La plage est déserte et le sol est dur.
La rive représente le vide émotionnel que ressent le peintre.
Les montagnes sont ancrées dans le sol et dans la mémoire tout comme la mer lumineuse.


IV-   Le tableau est marqué par la psychanalyse freudienne.

Selon Freud, le surréalisme met en valeur ce qu’il cherche, l’inconscient.

L’opposition entre mou et dur, entre surréalisme et réel interpelle le regardant.

Le tableau met en évidence la relativité du temps.

Le temps bonifie la mémoire comme un camembert coulant.
Les camemberts coulent
Les montres coulent
La mémoire coule
La mémoire ne retient que le bon

Sous le pont Mirabeau coule la Seine
Et nos amours
Faut-il qu’il m’en souvienne
La joie venait toujours après la peine
Vienne la nuit sonne l’heure
Les jours s’en vont je demeure

Apollinaire –Alcools 1913, 1ère strophe du poème « Sous le pont Mirabeau »

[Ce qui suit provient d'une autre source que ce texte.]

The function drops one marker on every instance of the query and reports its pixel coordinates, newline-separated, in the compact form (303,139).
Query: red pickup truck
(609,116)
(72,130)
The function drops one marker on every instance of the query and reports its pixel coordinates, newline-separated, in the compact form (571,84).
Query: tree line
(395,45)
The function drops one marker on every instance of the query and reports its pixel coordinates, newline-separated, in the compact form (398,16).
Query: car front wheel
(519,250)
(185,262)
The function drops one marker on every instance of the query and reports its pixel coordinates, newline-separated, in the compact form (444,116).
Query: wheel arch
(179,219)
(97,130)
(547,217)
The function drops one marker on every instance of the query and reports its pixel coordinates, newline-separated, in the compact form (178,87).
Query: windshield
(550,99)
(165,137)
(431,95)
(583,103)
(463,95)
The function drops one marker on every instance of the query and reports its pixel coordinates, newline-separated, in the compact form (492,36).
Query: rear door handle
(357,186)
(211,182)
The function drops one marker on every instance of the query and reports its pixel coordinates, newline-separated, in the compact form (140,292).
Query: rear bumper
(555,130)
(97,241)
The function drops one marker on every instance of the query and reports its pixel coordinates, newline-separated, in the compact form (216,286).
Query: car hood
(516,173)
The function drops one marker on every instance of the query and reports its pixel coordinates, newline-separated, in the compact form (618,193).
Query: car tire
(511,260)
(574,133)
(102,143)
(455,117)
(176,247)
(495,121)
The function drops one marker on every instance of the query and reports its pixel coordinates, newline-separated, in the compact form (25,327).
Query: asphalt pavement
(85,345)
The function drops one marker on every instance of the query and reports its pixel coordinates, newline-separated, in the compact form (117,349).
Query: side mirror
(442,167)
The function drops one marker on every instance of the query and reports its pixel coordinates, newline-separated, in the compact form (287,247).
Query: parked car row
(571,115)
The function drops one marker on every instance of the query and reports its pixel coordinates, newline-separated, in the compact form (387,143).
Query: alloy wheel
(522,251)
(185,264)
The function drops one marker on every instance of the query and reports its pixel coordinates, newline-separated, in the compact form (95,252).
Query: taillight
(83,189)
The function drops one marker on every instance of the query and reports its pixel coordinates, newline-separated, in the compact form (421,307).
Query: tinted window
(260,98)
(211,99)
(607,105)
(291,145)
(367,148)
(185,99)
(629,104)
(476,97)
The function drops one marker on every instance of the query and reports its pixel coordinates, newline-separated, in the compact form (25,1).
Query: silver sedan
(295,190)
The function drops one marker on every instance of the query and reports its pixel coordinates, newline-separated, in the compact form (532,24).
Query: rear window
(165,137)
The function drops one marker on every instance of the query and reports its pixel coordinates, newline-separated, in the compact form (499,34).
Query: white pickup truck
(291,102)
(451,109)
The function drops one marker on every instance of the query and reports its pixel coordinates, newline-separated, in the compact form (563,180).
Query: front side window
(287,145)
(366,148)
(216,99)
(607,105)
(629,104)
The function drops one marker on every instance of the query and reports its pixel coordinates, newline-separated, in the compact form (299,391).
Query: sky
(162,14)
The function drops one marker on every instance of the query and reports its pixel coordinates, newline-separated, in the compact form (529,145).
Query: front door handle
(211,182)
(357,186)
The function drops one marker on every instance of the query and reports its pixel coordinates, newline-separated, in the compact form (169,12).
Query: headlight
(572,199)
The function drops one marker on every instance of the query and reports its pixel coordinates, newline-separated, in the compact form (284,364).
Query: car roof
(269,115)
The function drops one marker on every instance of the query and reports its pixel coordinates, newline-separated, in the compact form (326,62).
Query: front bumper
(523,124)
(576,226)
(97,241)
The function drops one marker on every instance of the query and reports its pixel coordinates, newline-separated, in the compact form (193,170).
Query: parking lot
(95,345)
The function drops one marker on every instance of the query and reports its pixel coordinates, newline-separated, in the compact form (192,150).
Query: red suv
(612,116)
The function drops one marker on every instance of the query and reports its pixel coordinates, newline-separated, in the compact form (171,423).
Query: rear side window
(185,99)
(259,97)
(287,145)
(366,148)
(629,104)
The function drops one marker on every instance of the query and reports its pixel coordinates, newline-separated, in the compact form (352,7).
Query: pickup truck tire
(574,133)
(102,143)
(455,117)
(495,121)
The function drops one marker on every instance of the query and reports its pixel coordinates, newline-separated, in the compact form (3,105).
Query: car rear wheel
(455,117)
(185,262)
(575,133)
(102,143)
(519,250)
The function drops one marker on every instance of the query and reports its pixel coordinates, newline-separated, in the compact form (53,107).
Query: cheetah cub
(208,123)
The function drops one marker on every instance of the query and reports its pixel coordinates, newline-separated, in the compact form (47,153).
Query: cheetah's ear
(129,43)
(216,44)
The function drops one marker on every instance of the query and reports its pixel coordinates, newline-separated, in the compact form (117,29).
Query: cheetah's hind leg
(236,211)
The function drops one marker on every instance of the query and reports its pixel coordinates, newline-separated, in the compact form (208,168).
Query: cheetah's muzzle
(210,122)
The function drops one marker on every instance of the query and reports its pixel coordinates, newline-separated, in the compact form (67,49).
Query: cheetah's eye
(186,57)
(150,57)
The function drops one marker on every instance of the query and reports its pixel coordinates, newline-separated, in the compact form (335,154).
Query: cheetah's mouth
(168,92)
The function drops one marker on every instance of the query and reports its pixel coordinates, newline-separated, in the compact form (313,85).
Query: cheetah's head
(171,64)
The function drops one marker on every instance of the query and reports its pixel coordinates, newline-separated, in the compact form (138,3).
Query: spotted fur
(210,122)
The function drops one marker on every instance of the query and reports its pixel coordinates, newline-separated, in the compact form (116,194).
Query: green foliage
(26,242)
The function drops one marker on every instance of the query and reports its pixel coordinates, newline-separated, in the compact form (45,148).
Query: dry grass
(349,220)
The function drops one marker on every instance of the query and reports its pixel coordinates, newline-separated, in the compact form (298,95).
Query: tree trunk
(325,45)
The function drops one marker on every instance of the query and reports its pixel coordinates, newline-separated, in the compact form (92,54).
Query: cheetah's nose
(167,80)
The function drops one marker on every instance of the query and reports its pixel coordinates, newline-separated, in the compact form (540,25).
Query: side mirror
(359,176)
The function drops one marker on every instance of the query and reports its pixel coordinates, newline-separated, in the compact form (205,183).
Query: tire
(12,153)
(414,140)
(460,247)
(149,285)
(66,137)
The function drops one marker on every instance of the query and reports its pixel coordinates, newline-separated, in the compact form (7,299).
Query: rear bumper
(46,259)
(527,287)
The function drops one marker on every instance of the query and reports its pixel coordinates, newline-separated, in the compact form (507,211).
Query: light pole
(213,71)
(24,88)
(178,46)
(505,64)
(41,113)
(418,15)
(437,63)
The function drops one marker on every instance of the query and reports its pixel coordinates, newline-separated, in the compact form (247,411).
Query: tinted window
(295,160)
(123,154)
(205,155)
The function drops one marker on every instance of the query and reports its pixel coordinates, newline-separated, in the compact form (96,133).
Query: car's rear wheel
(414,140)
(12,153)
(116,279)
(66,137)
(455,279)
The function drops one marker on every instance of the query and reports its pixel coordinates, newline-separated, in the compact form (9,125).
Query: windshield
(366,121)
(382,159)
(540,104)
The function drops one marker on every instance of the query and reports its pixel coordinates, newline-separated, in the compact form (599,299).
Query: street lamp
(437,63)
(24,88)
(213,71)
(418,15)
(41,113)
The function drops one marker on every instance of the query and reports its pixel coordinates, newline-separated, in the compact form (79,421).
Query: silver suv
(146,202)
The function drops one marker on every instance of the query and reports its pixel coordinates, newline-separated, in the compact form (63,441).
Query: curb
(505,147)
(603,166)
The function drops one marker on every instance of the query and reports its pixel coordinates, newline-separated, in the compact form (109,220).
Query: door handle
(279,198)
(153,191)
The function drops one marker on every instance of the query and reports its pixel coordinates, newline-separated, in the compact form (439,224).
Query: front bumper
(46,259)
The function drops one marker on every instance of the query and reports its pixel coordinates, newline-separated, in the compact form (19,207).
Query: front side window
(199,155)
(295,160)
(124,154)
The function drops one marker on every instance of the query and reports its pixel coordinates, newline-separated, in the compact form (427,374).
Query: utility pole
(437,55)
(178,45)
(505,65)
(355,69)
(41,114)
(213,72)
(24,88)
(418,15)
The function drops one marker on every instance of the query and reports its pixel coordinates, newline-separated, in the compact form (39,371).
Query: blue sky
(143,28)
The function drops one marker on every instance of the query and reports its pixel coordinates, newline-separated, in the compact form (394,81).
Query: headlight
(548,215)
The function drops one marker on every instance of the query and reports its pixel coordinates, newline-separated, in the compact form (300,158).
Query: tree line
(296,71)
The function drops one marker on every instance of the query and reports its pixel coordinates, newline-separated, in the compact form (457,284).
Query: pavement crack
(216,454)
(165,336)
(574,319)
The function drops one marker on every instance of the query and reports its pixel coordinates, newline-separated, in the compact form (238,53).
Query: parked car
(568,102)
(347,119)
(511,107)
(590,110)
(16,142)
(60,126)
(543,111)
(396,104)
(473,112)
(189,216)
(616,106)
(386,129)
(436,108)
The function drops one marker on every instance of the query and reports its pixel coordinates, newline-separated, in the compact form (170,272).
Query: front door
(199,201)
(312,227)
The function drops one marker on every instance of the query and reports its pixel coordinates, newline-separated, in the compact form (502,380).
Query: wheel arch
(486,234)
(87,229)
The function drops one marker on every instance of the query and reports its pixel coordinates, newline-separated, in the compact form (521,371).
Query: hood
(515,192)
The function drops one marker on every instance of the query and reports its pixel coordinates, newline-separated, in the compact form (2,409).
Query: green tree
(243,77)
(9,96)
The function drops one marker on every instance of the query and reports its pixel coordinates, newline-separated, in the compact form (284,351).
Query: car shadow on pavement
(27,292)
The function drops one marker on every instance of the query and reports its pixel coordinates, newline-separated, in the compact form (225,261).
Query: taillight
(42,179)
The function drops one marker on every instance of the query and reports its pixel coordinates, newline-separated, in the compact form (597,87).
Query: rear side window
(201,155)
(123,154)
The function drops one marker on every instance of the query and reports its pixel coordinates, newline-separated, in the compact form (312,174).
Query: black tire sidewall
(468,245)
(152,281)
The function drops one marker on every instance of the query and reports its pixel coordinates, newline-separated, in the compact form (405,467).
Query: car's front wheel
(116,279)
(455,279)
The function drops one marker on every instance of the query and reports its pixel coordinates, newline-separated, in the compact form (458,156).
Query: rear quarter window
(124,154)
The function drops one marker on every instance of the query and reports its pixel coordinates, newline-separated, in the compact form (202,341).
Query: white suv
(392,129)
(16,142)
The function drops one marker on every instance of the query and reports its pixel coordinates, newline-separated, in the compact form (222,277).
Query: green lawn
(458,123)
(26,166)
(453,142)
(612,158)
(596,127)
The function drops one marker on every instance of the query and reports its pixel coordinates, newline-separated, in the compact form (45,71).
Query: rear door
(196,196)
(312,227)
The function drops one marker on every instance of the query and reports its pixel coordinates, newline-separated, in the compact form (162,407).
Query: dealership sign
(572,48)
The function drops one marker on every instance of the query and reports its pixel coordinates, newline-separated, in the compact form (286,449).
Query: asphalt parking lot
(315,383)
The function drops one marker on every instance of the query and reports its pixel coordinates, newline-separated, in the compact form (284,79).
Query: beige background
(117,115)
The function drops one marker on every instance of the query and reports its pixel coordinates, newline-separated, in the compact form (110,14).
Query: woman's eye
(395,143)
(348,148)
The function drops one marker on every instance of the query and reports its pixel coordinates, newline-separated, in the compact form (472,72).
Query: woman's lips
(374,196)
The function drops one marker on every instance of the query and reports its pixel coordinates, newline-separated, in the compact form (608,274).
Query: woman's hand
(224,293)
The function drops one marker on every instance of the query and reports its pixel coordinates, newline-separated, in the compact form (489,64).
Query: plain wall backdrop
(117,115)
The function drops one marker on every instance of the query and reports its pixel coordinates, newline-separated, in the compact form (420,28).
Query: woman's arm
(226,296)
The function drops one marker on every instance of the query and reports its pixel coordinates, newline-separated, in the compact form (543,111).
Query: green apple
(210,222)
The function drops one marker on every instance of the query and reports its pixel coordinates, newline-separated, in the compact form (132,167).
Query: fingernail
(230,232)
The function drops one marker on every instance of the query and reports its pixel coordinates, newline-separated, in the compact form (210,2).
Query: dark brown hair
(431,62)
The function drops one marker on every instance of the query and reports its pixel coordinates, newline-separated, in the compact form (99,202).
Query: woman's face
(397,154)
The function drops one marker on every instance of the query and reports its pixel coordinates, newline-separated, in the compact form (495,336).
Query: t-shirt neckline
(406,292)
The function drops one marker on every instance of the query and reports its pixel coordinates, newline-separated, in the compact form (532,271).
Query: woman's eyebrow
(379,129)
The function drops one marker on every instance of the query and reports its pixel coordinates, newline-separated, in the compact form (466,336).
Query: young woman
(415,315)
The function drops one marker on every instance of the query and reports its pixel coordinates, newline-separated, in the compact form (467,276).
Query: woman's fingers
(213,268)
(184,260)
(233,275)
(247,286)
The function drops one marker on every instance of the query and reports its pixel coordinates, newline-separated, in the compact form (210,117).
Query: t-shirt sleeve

V-   Dali réinterpréte son tableau vingt ans plus tard.

Le tableau devient Désintégration de la persistance de la mémoire –1952-53.
Dali explore le sujet du progrès technologique.
La plage est inondée « tout y est suspendu dans l’espace sans que rien ne touche à rien ». Les montres à gousset reviennent à l’état de molécules.
Le Dali de la psychanalyse s’incline devant le Dali de la physique et de la religion.

 

Conclusion

 Le tableau a marqué les esprits et continue de fasciner les amoureux de l’art.

Dali est une figure majeure du Surréalisme aux côtés de Joan Miró et d’André Breton.

Ses toiles plongent le regardant dans un monde onirique propice à la réflexion.
Et si ce tableau doit sa résonance à un camembert, c’est très fort.